We knew by 1981 that Jamie Lee Curtis, with Halloween, The Fog, Prom Night, and Terror Train under her belt (with Road Games and Halloween II around the corner) was the queen of scream queens. Therefore, during the opening, a hilarious version of the opening of Halloween, captions appear at the bottom of the screen… first, “Halloween.” Then, “Friday the13th.” Then, finally, “Jamie Lee Curtis’ Birthday.”
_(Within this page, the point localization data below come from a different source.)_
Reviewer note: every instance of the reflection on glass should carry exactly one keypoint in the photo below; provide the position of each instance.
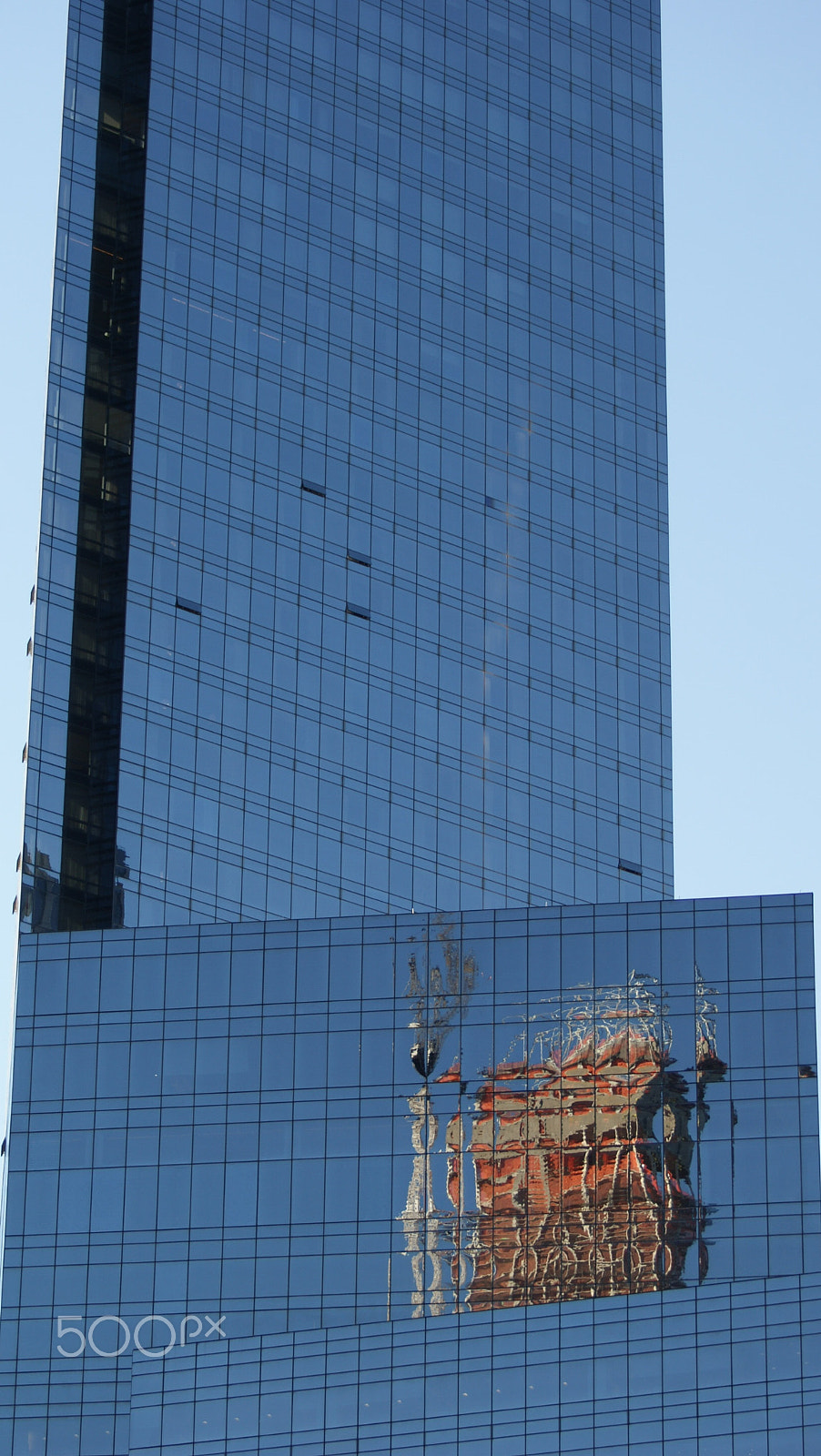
(570, 1167)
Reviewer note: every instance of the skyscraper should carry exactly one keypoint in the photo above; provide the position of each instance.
(367, 1079)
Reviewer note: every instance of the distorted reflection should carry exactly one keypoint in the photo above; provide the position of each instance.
(571, 1165)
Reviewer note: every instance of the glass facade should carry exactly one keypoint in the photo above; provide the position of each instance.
(534, 1128)
(370, 1091)
(396, 524)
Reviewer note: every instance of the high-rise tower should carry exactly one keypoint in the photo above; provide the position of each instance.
(370, 1091)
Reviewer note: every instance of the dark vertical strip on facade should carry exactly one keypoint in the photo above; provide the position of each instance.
(90, 895)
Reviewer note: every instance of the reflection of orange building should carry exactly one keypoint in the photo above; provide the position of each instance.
(577, 1194)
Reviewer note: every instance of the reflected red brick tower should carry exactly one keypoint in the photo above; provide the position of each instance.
(581, 1164)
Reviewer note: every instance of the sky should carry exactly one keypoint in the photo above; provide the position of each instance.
(743, 162)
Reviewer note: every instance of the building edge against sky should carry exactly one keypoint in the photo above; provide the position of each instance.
(431, 430)
(352, 599)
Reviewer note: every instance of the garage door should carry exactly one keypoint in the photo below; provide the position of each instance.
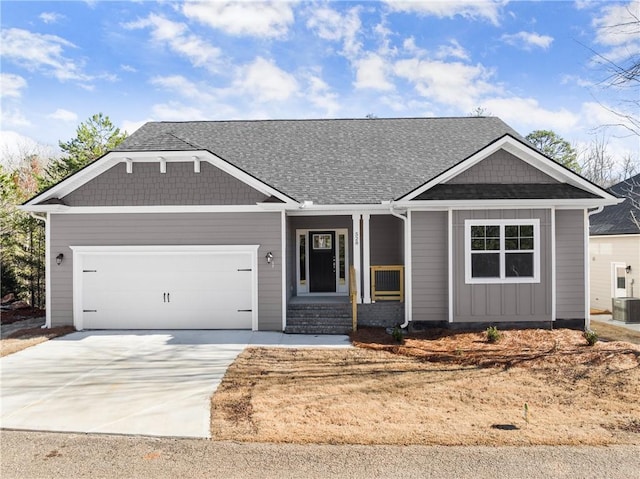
(166, 289)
We also knew by 1981 that when the phone rang while the babysitter sits on the couch in a dark room with the children asleep upstairs, you shouldn’t answer it. First, you may hear a heavy breather. Then, he may speak cryptically. Throughout the course of the movie, anytime someone picks up a phone anyplace, that heavy breather may even still be on the line. Plus, his drool may physically drip from the receiver.
I could go on and on. I debate whether someone who isn’t familiar with these tropes would enjoy Student Bodies as much as I did. However, is there anyone who isn’t by now familiar with these tropes? Does someone not familiar with disaster in the sky movies enjoy Airplane? It was released a year earlier, allowing Student Bodies to capitalize on not just one, but two film subgenres.
Student Bodies was funded by Paramount Pictures during a writers’ strike when the studio needed movies to release. While the pseudonym “Alan Smithee” all over a film usually means someone didn’t want to be associated with it, here it represents someone who crossed the picket line to work on it and wanted to remain anonymous. Director Michael Ritchie had made some good films in the 1970s: Prime Cut, The Candidate, and The Bad News Bears among them.
The credited director, Mickey Rose, was a writer who had worked with some of the best comedians: Sid Caesar, Woody Allen, Tim Conway, and Jonathan Winters among them. Otherwise, I don’t recognize many other names from the list of participants in the film… just like a Slasher (at the time.) Student Bodies has a low budget feel with some questionable acting… just like a Slasher. It’s just like a Slasher in many ways, except funny.
Then again, some Slashers are funny, intentionally or not. Those came later, though, when the movies became parodies of themselves and didn’t need spoofs. Post-1981 and the original core of classics, Jason took Manhattan and Freddy cracked wise. I laughed during every minute of Student Bodies. I admire its commitment to the concept. I appreciate it more now than I ever have as the knowledge I’ve gained about horror movies has collectively given me much more to make me smile.